Breaking Up Can Get Downright Ugly

Was it something I said?The last time I had a good break-up, I gathered up all of the stuff my cheating ex-boyfriend had ever given me, threw it into a garbage bag and donated it to charity. It’s not maybe as shocking as spewing it across his lawn while screaming obscenities at his closed windows, but he lived with his parents and I’m not really the sort of person to fill a person’s car up with mud or anything. That’s a level of magnitude way beyond anything I could ever dream of doing. Besides, that sort of shit makes you look bonkers, and if I’ve learned anything in my 29 years on this planet, it’s this: always tip your waxer properly. Okay, always tip your waxer properly AND avoid doing anything that makes you look like a complete psychopath especially in the eyes of an ex. Because that is the stuff that legends are made of.

Legends like Amy.

I worked as a server with Amy at an outdoor bar and grill and when I first met her, I’ll admit, I thought she was a total bitch. Her face was stuck in a perpetual sneer and while the rest of the staff had banded together in an us-versus-them sort of mentality that you sort of have to get if you want to survive the brutal Saturday night crowd, Amy looked like she’d probably shove you UNDER the grill. And like it. She rubbed all of us the wrong way instantly.

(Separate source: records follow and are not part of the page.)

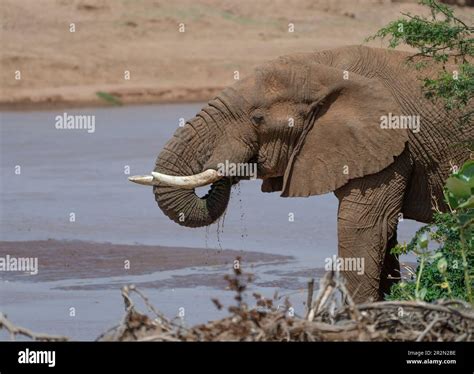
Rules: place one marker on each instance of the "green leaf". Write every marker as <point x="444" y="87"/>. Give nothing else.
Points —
<point x="442" y="265"/>
<point x="423" y="240"/>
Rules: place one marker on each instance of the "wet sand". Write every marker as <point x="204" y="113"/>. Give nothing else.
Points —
<point x="59" y="260"/>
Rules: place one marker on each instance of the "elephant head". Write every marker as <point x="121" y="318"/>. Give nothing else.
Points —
<point x="308" y="129"/>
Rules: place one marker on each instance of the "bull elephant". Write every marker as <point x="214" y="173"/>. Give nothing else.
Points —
<point x="352" y="121"/>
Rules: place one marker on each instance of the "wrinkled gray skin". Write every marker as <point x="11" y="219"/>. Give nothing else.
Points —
<point x="336" y="144"/>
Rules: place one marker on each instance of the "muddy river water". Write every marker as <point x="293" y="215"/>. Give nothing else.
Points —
<point x="65" y="200"/>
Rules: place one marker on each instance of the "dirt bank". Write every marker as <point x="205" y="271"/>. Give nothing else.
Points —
<point x="63" y="68"/>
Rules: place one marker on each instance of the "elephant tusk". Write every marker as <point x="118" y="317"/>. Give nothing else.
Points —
<point x="187" y="182"/>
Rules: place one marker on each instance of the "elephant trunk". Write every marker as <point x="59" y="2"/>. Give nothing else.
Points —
<point x="185" y="155"/>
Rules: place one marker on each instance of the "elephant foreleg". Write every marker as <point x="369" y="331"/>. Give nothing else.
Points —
<point x="368" y="214"/>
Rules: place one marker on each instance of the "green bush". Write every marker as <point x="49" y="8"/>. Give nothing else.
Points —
<point x="446" y="270"/>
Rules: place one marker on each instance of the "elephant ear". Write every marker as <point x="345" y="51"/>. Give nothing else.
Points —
<point x="345" y="140"/>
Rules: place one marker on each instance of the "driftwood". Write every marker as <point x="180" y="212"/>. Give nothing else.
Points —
<point x="332" y="316"/>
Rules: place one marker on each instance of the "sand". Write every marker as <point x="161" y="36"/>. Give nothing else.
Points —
<point x="65" y="69"/>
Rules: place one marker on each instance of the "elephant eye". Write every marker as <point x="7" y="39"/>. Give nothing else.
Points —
<point x="258" y="119"/>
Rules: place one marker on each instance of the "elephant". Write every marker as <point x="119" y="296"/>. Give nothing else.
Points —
<point x="351" y="120"/>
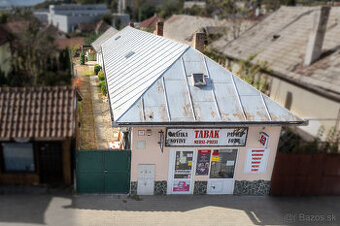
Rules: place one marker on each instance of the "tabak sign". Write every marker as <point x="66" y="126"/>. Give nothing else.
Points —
<point x="206" y="137"/>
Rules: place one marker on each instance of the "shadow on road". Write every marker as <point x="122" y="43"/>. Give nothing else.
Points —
<point x="32" y="208"/>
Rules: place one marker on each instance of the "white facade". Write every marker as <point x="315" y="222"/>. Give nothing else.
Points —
<point x="66" y="17"/>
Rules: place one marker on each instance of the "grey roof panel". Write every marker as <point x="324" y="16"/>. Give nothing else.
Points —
<point x="155" y="85"/>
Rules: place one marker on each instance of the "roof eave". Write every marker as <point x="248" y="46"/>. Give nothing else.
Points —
<point x="209" y="124"/>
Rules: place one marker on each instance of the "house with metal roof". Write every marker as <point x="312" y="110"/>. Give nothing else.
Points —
<point x="100" y="40"/>
<point x="301" y="48"/>
<point x="192" y="126"/>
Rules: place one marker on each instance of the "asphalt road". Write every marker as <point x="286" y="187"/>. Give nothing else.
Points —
<point x="62" y="209"/>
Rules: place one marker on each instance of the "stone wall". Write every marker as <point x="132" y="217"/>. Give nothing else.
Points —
<point x="257" y="187"/>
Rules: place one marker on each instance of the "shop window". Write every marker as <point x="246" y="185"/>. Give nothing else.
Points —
<point x="223" y="163"/>
<point x="18" y="157"/>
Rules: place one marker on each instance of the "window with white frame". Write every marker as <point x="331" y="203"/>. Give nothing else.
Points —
<point x="18" y="157"/>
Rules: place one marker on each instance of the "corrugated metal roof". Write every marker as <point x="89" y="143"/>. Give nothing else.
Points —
<point x="155" y="86"/>
<point x="104" y="37"/>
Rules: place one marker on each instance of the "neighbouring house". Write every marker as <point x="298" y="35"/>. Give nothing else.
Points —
<point x="126" y="5"/>
<point x="192" y="126"/>
<point x="151" y="22"/>
<point x="101" y="27"/>
<point x="86" y="27"/>
<point x="301" y="48"/>
<point x="37" y="135"/>
<point x="120" y="20"/>
<point x="5" y="51"/>
<point x="63" y="43"/>
<point x="42" y="15"/>
<point x="67" y="16"/>
<point x="182" y="27"/>
<point x="100" y="40"/>
<point x="190" y="4"/>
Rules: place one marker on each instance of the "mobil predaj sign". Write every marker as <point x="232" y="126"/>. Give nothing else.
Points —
<point x="209" y="137"/>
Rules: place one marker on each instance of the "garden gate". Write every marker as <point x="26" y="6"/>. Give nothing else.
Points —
<point x="103" y="171"/>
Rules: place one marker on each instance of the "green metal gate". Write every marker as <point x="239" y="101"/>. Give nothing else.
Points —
<point x="103" y="171"/>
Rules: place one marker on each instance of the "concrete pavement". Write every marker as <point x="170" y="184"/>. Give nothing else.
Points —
<point x="45" y="209"/>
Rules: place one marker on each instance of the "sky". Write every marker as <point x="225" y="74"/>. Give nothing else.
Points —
<point x="19" y="2"/>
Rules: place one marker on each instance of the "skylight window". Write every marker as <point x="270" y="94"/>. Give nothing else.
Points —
<point x="129" y="54"/>
<point x="199" y="79"/>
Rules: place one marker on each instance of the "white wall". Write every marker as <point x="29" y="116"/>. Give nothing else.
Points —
<point x="152" y="154"/>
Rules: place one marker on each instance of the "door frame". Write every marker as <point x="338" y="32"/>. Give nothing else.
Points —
<point x="223" y="179"/>
<point x="153" y="180"/>
<point x="172" y="158"/>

Throwing Poo At Me Is Not OK

I happened to be having a party that night at my house after work and while it was an open door policy, I feverishly hoped that no one mentioned it to Amy. She might show up and cut me or throw poo at me or something. But she showed up, predictably, because one of the guys thought she was hot and dragged her along and I made every effort to be nice to her. Why not? I reasoned. Well, Amy must have somehow sensed that I was a person to be nice to, because the next thing you knew, she wanted to be my best friend. Every joke I told was HILARIOUS and everything I said was worth of a repeat and suddenly it was like I was Queen Shit of Shit Mountain in her eyes. Whatever, I reasoned, not thinking too much of it, and we all got along pretty well for quite awhile. Amy and I became tentative friends, although I admit that I never trusted her.

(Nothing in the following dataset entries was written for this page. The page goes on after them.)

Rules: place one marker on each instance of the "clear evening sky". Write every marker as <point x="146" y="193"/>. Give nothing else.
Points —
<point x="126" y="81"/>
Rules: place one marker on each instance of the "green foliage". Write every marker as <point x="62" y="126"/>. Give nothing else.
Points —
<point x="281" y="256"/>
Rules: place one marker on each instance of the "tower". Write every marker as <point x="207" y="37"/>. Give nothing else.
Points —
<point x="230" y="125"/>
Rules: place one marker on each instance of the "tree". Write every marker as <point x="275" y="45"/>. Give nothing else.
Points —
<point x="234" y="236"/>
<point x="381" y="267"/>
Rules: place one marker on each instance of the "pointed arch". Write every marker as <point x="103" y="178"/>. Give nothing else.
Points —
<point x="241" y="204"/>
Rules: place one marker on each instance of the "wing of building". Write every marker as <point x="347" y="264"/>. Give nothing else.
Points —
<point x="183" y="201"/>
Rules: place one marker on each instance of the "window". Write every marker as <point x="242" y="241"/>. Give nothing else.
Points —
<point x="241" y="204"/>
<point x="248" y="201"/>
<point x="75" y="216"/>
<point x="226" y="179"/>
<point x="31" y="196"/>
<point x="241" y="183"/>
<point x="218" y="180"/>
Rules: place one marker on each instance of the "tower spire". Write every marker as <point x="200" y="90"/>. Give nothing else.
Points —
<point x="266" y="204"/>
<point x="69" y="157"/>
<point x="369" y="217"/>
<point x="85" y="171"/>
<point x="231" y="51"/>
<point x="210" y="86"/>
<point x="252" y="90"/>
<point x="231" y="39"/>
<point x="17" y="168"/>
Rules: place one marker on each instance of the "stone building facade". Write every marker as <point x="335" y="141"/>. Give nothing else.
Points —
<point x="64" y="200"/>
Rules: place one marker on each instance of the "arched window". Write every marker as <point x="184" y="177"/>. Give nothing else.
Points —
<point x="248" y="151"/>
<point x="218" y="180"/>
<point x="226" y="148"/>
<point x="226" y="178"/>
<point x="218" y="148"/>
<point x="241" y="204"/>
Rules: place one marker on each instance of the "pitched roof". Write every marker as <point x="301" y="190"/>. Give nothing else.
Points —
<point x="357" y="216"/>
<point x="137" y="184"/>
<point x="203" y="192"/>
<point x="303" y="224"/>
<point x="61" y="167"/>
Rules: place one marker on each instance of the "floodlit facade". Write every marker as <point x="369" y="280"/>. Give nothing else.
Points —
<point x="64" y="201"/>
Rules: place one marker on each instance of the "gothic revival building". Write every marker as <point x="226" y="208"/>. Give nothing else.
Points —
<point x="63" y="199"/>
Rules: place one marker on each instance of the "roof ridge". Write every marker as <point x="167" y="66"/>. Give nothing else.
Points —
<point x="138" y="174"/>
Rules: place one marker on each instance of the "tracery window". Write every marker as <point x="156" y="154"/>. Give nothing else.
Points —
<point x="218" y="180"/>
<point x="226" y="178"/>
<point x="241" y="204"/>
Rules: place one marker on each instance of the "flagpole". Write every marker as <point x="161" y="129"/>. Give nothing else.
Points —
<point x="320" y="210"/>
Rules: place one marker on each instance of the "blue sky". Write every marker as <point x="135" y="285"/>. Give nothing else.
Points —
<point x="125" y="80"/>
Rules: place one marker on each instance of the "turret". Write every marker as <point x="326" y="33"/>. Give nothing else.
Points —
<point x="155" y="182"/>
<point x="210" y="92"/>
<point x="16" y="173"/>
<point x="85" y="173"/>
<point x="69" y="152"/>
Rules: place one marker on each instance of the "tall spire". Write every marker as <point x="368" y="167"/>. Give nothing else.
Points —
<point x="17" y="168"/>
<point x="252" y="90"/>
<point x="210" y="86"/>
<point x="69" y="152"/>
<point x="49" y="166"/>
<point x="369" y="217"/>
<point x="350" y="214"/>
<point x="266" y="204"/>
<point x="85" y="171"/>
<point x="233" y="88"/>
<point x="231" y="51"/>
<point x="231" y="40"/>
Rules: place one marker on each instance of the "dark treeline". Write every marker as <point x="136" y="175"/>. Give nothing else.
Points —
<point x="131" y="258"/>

Amy, following in the footsteps of so many young waitresses before her, began to date one of our managers, whom I had liked very much (although not that way) because we were both single parents but their relationship seemed, well, odd. She wasn’t entirely enthused by his children and was very unhappy by his relationships with their mothers. She and I began to hang out more outside of work, forming study groups as we were both in line to finish our bachelor’s degrees. We’d chat about work and life and all sorts of things, and while she’d occasionally drop bombs about what her boyfriend thought of me, I grew to think of her as sort of a friend. Until she took her neediness to the next level.

And, Queue The Drama

Amy and our boss tearfully broke up one Friday night and she showed up at the grill, openly weeping and screaming about miscarriages and how he wouldn’t speak to her now. As the grill began to get busy she moved from the back of the grill to the manager’s office and back again like a pissed-off ghoul until finally she disappeared. Hoping that she’d gone home to get some rest, I tended to my tables, and her boyfriend (my boss) and I were barely on speaking terms any more, and I wanted no more Amy Drama.

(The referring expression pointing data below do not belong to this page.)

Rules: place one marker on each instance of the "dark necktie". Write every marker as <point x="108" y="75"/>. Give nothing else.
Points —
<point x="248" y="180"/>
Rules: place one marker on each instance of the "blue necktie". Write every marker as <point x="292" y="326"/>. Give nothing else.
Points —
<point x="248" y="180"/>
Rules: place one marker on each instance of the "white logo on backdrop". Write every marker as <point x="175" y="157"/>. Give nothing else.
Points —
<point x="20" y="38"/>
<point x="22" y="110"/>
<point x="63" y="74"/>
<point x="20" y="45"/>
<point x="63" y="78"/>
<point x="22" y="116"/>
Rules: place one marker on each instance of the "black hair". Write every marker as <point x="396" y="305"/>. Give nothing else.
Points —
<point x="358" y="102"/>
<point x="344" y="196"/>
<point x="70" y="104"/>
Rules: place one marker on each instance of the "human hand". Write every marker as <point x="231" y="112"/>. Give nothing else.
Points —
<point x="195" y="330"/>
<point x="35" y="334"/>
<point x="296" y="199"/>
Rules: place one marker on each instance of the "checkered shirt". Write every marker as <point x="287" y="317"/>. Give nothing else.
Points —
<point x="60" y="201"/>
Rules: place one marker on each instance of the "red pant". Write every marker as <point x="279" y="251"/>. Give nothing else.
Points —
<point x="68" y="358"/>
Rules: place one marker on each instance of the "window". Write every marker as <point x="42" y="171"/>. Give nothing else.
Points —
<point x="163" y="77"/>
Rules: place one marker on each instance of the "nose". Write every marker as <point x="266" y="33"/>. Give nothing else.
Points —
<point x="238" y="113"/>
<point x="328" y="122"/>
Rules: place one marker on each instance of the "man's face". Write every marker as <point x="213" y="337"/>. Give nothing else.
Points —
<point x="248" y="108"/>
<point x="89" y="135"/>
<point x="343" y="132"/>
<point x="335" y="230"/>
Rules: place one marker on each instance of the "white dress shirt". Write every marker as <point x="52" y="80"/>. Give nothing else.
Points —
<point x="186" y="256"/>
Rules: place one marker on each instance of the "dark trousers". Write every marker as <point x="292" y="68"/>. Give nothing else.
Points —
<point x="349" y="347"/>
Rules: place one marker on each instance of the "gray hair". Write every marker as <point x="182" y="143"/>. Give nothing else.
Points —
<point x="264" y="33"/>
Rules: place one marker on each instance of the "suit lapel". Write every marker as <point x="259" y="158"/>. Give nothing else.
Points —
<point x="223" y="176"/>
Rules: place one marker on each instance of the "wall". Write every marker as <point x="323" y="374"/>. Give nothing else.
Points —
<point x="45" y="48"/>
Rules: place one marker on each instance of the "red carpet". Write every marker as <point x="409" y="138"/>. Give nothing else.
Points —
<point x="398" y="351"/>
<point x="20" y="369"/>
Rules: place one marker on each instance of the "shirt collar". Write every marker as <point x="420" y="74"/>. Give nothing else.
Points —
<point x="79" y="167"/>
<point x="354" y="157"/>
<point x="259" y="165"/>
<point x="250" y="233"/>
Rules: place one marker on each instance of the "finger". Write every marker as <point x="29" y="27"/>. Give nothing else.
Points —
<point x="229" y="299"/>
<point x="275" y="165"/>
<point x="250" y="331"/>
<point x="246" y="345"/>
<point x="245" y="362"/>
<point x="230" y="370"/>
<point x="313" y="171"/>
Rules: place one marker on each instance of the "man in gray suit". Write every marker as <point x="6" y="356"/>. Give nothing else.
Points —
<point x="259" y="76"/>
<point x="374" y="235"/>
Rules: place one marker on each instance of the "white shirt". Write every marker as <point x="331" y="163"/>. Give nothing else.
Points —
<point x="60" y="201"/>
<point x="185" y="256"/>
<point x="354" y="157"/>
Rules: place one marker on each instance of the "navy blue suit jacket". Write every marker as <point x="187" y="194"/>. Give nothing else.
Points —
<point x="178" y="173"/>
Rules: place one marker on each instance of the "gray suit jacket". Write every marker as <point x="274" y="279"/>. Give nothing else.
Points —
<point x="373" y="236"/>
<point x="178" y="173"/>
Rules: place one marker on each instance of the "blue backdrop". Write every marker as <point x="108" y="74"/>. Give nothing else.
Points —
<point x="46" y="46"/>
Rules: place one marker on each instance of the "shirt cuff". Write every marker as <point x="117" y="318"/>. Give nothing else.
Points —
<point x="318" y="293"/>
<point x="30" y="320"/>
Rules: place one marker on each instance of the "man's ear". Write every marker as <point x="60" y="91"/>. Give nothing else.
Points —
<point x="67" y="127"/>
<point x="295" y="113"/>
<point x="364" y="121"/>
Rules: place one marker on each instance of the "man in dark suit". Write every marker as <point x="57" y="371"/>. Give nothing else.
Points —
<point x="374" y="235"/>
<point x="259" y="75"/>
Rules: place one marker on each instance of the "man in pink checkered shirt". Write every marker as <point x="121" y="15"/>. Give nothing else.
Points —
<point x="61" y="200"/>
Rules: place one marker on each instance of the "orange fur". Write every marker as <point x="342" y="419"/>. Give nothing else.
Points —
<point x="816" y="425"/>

Closing time rolled around and I was counting out my bank with my boss when I saw her car pull into the parking lot. My heart sank as he asked me to stay. I couldn’t imagine why someone who clearly outweighed me by 50 pounds needed my protection, but I agreed. Suddenly she jumped out of her car and onto his where she began jumping up and down on the hood and the roof of the car, screaming his name. Apparently, he’d been ignoring her calls. Bad move, dude.

He called the police.

When she was informed of this, she ran into the grill, where she began physically beating on him, all 95 pounds of her, managing to break the pizza cook’s glasses and punch me in the face at the same time. Unsatisfied by his reaction now, she then went into the back and began smashing plates. While I was slightly annoyed because it meant that I would have to stay back and clean up, I admired the hell out of her display of anger. That took BALLS. Clearly, he was going to get the message now.

Howling Banshee Of A Woman Scorned

In her victory lap, she grabbed some more plates to lob at his head and then back outside to jump on top of his car once more, denting the shit out of the hood. By this time, the police were there and even they looked mystified as to what to do with the howling banshee of a woman scorned. We all just stood around her as she then got onto the ground and punched that for awhile. Girlfriend was pissed the fuck off. And I was glad that I’d never dated her.

I don’t actually know what happened between the two of them because I didn’t stick around long enough to find out. I’d already gotten punched in the jaw and I really didn’t need any spare plates thrown at my head. And truthfully, I didn’t care. The show was pretty intense and kind of awe-inspiring. That was a hell of a break-up, man. I never had anything that compared to it, which, in hindsight, I’m pretty happy about.

What’s the worst break-up you’ve experienced?